Seperate yours questions into parts/paragraphs would make it easier to read.


0

Response Number 2
Name: tropic
Date: July 6, 2005 at 02:54:54 Pacific
Reply:

Ultra ATA (ATA33): refinement/improvement on the Advanced Technology Attachment standard, enabling faster burst transfers (33MB/s). Later ATA specs also encorporate LBA capabilities, i.e., ATA133 spec includes 133MB/s transfers AND 48-bit LBA.

Ultra DMA: protocol used for faster burst mode data transfers. Ultra DMA/33 supports 33MB/s, Ultra DMA/66 supports 66MB/s, etc.

The Ultra DMA/100 Seagate supports burst mode data transfers of up to 100MB/s.
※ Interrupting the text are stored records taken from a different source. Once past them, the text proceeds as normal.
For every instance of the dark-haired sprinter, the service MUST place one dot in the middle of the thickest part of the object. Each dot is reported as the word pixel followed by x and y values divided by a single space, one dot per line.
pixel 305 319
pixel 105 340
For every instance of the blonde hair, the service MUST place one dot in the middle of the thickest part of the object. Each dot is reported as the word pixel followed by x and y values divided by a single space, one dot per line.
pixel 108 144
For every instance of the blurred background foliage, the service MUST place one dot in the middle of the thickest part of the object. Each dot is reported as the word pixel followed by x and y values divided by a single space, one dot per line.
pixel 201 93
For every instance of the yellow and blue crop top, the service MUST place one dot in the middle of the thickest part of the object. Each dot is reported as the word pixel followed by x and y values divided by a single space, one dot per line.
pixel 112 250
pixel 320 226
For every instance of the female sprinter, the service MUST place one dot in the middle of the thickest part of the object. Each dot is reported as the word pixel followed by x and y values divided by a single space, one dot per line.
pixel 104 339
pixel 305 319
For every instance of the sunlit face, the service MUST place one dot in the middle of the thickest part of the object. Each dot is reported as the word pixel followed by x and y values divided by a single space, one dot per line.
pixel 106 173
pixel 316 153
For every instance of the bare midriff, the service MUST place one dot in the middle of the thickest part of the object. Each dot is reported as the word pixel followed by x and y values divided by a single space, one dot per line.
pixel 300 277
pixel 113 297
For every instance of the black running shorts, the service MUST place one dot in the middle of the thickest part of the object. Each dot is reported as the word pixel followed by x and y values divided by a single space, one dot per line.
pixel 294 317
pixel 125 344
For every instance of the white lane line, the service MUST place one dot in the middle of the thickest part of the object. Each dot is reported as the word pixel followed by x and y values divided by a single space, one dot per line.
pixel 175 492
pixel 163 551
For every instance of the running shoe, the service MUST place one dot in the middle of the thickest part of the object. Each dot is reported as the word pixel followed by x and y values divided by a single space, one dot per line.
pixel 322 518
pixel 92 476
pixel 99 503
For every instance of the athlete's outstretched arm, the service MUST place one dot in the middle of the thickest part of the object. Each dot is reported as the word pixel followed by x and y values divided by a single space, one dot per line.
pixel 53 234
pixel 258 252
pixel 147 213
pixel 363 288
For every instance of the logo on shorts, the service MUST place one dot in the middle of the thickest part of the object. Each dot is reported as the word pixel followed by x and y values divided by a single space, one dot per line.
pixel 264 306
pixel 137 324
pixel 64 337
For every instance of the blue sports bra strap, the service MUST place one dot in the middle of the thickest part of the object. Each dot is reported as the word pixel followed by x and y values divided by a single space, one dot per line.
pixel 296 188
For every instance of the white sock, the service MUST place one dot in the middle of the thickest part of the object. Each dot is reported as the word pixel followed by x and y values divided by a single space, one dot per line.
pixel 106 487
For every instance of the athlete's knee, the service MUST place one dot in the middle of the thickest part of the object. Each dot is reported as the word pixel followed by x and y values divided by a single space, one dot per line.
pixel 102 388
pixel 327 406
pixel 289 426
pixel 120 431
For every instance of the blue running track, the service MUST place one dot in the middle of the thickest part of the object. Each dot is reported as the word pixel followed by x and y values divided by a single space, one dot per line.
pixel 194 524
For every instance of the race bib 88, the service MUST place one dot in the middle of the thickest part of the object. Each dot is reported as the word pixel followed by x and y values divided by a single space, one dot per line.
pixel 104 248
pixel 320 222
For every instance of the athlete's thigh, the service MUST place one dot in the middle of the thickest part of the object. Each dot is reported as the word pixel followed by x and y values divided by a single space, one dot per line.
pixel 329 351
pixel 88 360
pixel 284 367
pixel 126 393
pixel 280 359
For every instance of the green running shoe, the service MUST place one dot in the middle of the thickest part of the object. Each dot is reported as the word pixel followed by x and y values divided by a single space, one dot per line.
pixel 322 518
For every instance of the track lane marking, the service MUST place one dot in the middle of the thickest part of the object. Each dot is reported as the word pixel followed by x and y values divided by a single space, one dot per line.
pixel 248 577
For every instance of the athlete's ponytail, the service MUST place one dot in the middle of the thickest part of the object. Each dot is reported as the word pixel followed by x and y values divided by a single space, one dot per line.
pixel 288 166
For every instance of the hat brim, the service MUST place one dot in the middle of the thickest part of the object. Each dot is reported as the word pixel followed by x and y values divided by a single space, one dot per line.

It will be fine on any ATA/133 controller, and you're not missing out on speed--I don't know of any ATA/133 drive that can burst more than 100MB/s. Most recent motherboards have ATA/133 compliant IDE controllers onboard, so you should be fine. Check your motherboard specs to be certain.

Nvidia's NVRaid is a disk management feature. It can store data in a variety of ways on arrays of 2 or more physical disks. NVRaid allows striping and RAID arrays that span the motherboard's SATA and IDE controllers.

RAID: Redundant Array of Inexpensive Disks. True RAID uses multiple "inexpensive" disks in tandem to provide hardware-level data protection--if one drive fails, your data is not lost. A striping array (sometimes called RAID0) is a setup in which two members (single drives or RAID1 arrays) are configured to work in tandem to reduce latency on sequential reads--there is no data protection if just two single drives are used, and the failure of one drive means the data is lost from both drives.

Round Cables: They are round, nothing more. They don't interfere with case airflow as much as flat ribbon cables. The ATA 66/100/133 rating is more important: it means that the cable is a 40-pin 80-conductor model that can transmit data at burst speeds of up to 133MB/s. A normal 40-pin 40-conductor cable is only good through 33MB/s.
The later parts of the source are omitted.